Perhaps we could use an analogy not available to people in the past – the software/hardware analogy. The logos is like software – the mind of God. With God the Father, this software runs on, depending on who you ask, either the entire Universe or some form of hardware outside the Universe. Jesus consisted of this same logos running on a modified human brain. Thus Jesus was not identical to God in the same way that software running on different hardware might not behave identically, but He was in a sense one and the same with God while at the same time in a sense being a kind of son of God, thus resolving the apparent contradiction.
I don’t know how literally true this is, but that is how you might make a best guess.
In Christianity, what causes you to be “saved”, faith or works? Or to put it another way, what you believe or what you do. Most Protestants would say you are saved by faith in Jesus Christ alone. They seem to think this for historical reasons that don’t really make sense any more.
Paul emphasised faith over works, but this was because his mission was to spread Christianity from ethnic Jews to non-Jews. He figured an emphasis on works would be interpreted as converts having to obey all 600+ Jewish religious laws, including circumcision for males, which he thought would cause consumer resistance. Paul did however try to sneak behavioural standards in through the back door by excluding people with certain habits.
Martin Luther claimed that salvation happened through faith alone. This was because he wanted to reduce the power of the (Catholic) Church, and good works at the time was interpreted largely as doing what the Church said and giving them money.
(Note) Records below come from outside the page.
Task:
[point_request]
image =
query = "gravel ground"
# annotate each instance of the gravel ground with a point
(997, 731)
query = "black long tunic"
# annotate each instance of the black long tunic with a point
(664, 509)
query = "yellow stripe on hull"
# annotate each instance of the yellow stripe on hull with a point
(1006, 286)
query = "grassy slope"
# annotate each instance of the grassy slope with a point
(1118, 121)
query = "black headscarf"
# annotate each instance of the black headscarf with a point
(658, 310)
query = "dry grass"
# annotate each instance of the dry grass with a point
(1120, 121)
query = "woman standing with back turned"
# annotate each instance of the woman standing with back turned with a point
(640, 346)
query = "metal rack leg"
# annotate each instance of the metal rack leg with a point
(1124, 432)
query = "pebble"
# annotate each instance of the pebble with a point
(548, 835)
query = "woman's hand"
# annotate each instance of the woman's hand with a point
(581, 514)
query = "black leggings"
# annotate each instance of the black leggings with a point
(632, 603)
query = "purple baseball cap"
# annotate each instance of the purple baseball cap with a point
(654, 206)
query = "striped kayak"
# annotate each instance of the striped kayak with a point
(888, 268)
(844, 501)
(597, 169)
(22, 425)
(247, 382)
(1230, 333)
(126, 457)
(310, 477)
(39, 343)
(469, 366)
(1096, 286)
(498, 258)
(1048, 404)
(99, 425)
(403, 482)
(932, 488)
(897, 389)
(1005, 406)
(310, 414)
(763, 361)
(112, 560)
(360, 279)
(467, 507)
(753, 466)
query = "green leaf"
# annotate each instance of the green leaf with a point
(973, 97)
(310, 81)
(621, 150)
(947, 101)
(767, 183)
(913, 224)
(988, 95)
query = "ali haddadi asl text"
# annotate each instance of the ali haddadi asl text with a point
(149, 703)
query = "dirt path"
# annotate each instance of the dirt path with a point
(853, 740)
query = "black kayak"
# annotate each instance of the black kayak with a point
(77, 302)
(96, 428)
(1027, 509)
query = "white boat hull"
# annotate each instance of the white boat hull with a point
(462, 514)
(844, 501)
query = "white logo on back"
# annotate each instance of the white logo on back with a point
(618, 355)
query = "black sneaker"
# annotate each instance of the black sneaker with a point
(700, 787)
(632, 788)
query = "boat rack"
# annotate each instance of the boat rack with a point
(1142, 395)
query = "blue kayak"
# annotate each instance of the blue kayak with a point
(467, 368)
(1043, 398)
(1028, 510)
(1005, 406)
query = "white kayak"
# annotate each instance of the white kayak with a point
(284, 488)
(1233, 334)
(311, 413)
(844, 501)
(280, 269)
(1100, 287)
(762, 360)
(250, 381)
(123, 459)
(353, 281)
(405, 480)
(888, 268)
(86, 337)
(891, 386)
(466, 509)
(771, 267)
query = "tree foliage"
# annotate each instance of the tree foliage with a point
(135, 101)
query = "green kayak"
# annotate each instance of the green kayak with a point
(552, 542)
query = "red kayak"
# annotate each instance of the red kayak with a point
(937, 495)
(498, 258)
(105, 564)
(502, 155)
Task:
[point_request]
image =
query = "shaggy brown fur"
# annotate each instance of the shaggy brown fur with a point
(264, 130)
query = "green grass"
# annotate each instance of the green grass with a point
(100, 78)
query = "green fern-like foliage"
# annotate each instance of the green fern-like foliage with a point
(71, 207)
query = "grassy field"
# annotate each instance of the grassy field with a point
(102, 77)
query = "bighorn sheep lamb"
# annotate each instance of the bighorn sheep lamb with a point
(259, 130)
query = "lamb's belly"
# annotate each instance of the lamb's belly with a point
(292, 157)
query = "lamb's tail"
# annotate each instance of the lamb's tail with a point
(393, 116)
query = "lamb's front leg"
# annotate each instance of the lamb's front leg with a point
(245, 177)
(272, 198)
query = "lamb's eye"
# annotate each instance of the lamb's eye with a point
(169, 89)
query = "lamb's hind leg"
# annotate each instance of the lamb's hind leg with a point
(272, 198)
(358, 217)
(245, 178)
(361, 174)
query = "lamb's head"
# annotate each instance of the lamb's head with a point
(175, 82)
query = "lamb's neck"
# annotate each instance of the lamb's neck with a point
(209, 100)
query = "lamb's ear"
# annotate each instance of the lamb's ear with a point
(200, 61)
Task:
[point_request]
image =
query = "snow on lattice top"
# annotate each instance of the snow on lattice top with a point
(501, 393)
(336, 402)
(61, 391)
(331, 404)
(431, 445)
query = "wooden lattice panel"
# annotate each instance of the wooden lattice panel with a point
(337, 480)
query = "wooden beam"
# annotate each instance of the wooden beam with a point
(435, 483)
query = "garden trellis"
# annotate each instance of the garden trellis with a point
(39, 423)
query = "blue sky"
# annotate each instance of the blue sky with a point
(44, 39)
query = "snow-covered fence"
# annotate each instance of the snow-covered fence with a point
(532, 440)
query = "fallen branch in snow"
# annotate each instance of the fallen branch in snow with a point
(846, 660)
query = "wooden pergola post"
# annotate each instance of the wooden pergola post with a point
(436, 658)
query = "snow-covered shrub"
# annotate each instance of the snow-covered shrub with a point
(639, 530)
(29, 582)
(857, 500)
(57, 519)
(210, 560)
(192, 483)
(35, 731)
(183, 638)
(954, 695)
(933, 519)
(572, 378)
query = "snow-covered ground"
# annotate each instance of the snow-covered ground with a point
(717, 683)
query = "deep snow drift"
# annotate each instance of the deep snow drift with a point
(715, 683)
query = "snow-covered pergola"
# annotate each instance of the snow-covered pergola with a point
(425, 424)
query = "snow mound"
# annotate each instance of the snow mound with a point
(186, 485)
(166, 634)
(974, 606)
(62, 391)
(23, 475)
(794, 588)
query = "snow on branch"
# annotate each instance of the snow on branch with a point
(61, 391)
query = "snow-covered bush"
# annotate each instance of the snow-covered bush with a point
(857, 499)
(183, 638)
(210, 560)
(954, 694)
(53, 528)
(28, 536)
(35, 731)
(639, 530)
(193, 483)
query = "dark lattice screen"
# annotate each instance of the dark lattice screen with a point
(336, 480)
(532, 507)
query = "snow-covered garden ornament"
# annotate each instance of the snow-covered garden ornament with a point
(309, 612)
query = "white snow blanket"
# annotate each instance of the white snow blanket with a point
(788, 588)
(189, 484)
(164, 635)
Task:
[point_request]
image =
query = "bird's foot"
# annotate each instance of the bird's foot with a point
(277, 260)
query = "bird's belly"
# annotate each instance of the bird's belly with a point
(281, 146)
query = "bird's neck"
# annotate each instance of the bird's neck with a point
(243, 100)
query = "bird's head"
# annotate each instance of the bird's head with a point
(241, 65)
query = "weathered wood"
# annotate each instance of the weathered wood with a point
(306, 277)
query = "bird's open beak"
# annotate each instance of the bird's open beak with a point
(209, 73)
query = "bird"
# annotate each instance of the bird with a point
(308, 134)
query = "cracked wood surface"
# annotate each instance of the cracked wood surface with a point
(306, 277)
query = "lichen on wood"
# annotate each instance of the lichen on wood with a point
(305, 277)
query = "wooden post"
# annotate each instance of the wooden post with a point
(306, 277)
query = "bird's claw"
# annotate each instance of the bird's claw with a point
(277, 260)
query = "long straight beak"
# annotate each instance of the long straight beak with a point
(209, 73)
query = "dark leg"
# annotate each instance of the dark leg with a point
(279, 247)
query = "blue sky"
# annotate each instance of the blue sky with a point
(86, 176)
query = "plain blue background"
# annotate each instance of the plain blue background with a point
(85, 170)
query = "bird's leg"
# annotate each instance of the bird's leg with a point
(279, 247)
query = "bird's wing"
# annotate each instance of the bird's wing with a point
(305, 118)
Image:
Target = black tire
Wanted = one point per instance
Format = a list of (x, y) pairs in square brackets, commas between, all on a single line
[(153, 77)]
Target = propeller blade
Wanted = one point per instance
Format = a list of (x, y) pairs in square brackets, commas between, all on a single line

Modern revivalists wanted to get people losing their religion to come to church, and they went about doing this by allowing people to call themselves Christians without the bothersome requirement of actually acting like Christians. So it became all feel-good stuff with no mention of Hell, no need for struggle or sacrifice, no need to change your sinful ways and everything will be fine if you just love Jesus.
This is all understandable from a historical perspective, but doesn’t make sense for saving your soul, much less for structuring an orderly society or getting people to work together for desirable goals outside of themselves. So what will cause you to be passed forward into the hereafter essentially whole rather than becoming the spiritual equivalent of mulch or being cast into the lake of fire, as it might be? I would suggest it is neither faith nor works but who you are – the information contained in what you call yourself and the types of traits you have developed. Of course becoming the right sort of person will require both faith and works.